C'est une autre particularité de l'approche Mifne : la mère comme le père sont considérés comme la principale ressource de l'enfant et sont donc tous deux présents dans la thérapie. «Ce sont eux qui doivent agir lorsque l'enfant crie ou ne mange pas. Je pourrais être la meilleure thérapeute du monde, mais je n'aurais aucune influence sur l'enfant», explique Hanna Alonim. «Mais au début, les parents sont souvent en crise et ont besoin d'aide». Certains parents refoulent les anomalies. D'autres ont déjà fait l'objet de plusieurs examens.
- une passivité excessive (pas de pleurs, peu de mouvements, peu d'intérêt pour l'environnement), peu de contact visuel direct avec les gens
- peu de réaction à la voix ou à la présence des parents
- activité excessive (pleurs continus, manque de calme)
- refuse de manger
- refuse le contact parental
- développement moteur retardé
- croissance accélérée du périmètre crânien
Pour plus d'informations : www.mifne-autism.com
L'enfant au centre
C'est aussi le cas de Diego Barbosa. Ne pas savoir est difficile pour lui. «Je suis un scientifique», dit-il le jour de son arrivée. «J'ai besoin de faits». Hanna Alonim acquiesce. «Mais nous travaillons avec votre enfant, pas avec des faits». Giora Shayngesicht défend également cette position. «Parfois, les gens se demandent si les signes précoces sont vraiment dus à un trouble autistique. Nous n'en avons pas la certitude. Mais si la thérapie soulage la souffrance de la famille, le diagnostic n'a finalement pas d'importance».
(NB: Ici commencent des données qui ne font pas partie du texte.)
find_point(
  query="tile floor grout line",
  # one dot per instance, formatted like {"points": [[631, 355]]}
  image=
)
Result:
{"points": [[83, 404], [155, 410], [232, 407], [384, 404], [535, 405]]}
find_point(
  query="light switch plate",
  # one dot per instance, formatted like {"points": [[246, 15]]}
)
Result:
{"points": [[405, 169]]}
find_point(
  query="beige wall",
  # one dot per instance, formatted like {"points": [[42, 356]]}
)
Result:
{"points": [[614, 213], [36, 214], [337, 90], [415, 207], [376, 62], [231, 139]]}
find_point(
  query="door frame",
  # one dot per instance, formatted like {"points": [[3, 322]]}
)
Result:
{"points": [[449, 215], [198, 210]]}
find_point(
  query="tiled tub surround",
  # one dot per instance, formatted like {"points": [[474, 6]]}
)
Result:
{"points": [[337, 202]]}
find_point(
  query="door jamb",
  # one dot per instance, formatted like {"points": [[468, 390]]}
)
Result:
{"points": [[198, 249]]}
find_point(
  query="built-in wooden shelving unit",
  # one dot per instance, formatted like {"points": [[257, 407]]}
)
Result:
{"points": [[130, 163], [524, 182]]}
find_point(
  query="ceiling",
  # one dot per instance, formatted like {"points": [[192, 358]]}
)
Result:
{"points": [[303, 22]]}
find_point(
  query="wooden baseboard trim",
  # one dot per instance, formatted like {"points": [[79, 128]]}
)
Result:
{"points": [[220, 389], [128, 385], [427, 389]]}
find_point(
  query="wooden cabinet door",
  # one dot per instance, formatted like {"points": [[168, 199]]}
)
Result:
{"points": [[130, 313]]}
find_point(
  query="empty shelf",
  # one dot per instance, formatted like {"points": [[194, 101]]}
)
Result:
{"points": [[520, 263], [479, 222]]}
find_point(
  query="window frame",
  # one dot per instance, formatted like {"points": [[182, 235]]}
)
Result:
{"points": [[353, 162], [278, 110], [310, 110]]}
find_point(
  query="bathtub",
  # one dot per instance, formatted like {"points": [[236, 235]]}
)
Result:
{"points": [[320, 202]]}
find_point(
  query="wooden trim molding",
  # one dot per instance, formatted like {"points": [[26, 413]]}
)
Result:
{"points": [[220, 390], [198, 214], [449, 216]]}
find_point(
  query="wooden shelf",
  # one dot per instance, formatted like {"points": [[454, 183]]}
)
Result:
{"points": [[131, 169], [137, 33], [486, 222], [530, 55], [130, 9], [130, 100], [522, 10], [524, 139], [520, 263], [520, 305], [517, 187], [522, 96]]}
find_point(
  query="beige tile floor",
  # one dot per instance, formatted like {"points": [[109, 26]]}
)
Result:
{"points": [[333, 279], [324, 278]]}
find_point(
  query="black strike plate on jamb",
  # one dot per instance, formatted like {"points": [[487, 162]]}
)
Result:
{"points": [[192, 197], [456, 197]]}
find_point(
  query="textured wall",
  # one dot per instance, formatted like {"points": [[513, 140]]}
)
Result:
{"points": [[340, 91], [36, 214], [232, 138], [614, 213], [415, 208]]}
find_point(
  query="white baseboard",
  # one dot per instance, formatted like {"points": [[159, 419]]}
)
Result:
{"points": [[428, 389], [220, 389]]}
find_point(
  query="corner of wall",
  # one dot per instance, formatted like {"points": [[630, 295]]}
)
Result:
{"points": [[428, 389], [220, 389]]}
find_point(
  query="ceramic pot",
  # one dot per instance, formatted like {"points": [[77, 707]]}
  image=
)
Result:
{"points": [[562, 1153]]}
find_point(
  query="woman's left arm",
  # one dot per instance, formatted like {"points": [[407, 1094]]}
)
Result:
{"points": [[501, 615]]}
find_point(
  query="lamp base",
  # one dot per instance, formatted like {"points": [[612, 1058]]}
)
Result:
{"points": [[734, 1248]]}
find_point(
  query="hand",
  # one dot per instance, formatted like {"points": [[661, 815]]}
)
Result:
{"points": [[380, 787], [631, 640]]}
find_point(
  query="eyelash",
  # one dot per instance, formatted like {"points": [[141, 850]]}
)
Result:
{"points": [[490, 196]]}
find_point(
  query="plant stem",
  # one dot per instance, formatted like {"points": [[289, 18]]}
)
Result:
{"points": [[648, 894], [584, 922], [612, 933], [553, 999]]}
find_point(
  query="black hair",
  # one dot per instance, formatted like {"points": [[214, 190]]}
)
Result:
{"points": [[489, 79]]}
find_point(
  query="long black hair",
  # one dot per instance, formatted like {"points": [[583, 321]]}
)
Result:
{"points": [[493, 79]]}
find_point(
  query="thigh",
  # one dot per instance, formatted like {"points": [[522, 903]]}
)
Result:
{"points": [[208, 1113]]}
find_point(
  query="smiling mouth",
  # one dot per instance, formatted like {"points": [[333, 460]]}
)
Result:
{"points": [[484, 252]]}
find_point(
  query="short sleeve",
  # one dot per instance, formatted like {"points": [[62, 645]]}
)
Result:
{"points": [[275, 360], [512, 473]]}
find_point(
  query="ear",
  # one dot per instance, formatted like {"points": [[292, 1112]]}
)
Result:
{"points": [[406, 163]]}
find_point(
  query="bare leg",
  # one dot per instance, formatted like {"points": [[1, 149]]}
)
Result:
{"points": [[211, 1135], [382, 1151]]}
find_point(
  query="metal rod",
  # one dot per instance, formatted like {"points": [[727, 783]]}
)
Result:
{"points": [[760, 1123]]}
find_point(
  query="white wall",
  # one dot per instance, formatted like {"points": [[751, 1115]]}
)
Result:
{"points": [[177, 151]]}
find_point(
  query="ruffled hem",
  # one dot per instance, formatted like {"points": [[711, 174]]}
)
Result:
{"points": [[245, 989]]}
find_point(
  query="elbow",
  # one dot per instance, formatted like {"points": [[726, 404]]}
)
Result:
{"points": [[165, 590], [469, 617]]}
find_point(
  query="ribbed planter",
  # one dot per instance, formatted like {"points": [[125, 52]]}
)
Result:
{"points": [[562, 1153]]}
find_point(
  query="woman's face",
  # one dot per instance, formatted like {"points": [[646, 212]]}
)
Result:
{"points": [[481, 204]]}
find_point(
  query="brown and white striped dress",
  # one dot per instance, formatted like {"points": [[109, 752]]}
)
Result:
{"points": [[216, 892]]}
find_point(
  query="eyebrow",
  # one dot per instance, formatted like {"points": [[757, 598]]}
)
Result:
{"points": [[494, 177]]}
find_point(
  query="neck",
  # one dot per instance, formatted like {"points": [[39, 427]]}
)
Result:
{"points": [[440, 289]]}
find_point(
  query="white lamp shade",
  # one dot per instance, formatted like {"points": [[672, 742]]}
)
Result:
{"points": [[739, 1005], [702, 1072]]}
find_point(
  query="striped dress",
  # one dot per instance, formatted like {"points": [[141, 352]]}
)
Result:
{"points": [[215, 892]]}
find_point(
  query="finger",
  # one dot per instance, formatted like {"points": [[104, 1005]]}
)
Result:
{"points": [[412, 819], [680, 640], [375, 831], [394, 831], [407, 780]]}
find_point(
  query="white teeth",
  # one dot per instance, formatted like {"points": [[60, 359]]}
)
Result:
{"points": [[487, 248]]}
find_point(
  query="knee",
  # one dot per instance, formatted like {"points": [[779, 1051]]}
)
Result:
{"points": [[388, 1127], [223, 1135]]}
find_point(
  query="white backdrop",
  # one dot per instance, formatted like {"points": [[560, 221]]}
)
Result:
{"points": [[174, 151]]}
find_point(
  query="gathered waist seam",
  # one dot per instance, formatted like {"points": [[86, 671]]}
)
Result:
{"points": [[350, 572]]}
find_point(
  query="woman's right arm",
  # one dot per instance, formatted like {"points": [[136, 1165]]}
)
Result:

Mais s'il existe un diagnostic, il est possible d'obtenir une contribution aux frais de thérapie de la part des pouvoirs publics. La fondation Mifne Suisse, dont le siège est à Zurich, apporte également son soutien en cas de besoin. Hanna Alonim et l'équipe de Mifne s'efforcent en outre de faire connaître leur concept dans d'autres pays.
Par exemple, à Bâle, l'approche Mifne a donné naissance au centre FIAS en 2010. Le traitement dans son propre pays facilite le suivi. Jusqu'à l'intégration de l'enfant à l'école maternelle, la famille continue d'être accompagnée par des thérapeutes Mifne. Rafael n'en est pas encore là. Il vit encore replié sur lui-même, dépendant de ses parents qui organisent pour lui le chaos des stimuli du monde extérieur. Pour l'instant, la famille fait une pause. A Rosh Pina, c'est l'heure de la sieste. Même le carillon s'est éteint.